When Romeo and Juliet see one another for the first time, they don’t yet know who they are, because Romeo and his buddies are crashing the Capulet party completely masqued-up. Juliet’s cousin Tybalt (the king of cats!) sees through their disguise, though, and feels offended, but Juliet’s father is in a mellow mood, and orders Tybalt to let the young ones be. Right after this exchange, Romeo and Juliet meet, speak, dance, and kiss, but Juliet’s nurse interrupts them. Both find each other’s names out through someone else, and are both shocked that they love the enemy.

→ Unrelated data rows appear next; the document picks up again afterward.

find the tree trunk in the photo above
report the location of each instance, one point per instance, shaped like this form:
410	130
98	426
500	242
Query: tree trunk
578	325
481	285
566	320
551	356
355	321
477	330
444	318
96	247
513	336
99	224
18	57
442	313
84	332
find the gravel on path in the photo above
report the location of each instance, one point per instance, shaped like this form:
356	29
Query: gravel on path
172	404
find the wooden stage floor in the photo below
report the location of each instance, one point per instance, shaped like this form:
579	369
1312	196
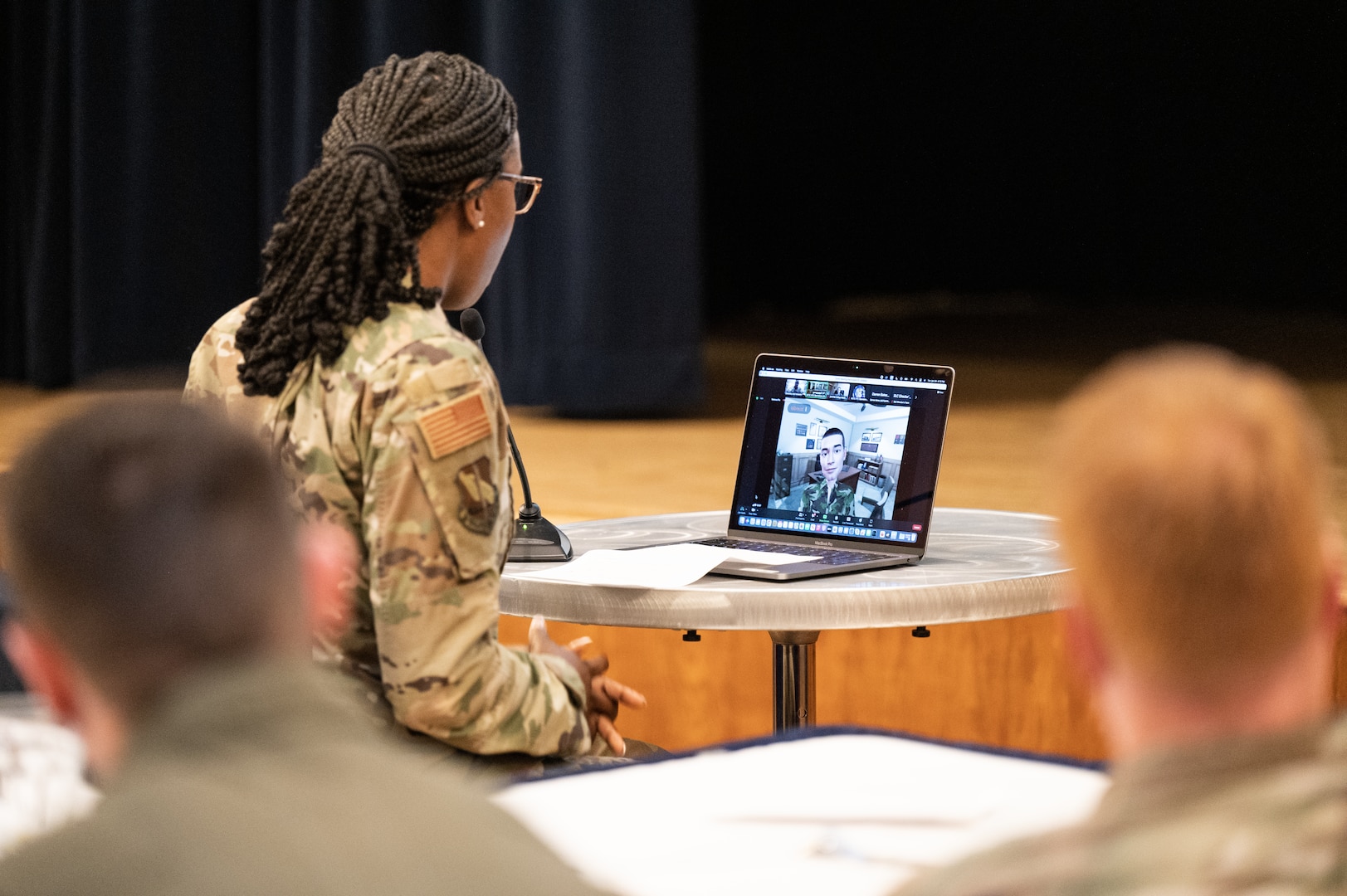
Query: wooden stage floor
1003	684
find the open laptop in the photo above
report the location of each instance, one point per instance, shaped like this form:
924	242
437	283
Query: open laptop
838	466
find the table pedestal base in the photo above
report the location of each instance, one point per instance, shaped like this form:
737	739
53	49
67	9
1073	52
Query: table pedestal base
793	679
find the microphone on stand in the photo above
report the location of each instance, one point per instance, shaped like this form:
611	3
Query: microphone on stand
536	541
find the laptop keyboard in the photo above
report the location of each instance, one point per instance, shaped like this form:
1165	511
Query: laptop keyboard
826	555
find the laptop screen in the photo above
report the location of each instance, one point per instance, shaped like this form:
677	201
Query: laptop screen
842	449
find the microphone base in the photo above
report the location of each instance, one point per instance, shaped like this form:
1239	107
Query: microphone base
536	541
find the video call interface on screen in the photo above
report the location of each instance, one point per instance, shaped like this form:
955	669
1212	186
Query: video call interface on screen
842	455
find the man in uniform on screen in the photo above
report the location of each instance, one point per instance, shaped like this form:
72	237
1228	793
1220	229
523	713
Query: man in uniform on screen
827	494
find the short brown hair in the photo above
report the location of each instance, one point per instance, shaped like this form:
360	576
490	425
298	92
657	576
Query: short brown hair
149	537
1193	496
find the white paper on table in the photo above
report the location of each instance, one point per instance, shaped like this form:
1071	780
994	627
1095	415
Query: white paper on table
843	814
661	566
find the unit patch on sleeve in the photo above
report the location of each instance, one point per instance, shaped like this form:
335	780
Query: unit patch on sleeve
454	425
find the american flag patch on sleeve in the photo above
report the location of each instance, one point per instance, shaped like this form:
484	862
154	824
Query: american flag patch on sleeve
454	425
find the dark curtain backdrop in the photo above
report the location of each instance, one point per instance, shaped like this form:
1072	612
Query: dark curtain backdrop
149	146
1179	151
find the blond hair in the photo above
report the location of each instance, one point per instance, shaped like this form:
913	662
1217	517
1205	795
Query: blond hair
1193	496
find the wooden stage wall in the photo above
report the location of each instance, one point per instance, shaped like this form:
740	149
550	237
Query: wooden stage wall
1003	684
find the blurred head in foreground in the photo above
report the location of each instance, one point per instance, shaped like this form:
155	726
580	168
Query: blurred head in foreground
1193	496
147	539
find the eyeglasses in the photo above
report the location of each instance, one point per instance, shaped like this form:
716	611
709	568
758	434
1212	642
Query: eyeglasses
525	190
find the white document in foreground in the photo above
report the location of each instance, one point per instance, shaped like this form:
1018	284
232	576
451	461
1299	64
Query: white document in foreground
842	814
661	566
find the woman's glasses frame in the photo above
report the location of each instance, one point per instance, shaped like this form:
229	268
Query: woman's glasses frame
530	181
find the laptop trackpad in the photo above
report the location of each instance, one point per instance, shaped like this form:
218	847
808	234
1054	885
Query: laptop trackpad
767	558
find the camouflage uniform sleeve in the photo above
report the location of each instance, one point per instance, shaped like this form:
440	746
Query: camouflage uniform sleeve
437	522
213	373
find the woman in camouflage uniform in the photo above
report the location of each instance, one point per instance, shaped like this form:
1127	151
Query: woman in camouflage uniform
389	422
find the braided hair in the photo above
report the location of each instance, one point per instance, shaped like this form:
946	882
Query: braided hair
407	140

Juliet tries to reason her way out of this dilemma, suggesting a name has nothing to do with the essence of the thing (she’s engaging in a centuries-old philosophical question we’re still asking!): ‘That which we call a rose/ By any other name would smell as sweet.’ The name obtains no inherent relationship to the object it refers to. It’s random, and so Romeo’s Montague last-name is just a co-incidence. No obstacle to love, then! 🌹💘🥀
Sometimes there might be a relationship, though! In the case of punctuation, for instance. Punctuation terms in different languages can tell us curious things about our attitudes to what punctuation is and what it does. I’m proof-reading the German translation of my book on the exclamation mark this week (translated by a professional translator, not me, thankfully!). It appears with HarperCollins Germany on 21 January 2024 in case you need a gift for a German friend in a few months. 😅 So, this week I’m thinking about what is similar across the language board, and what’s not.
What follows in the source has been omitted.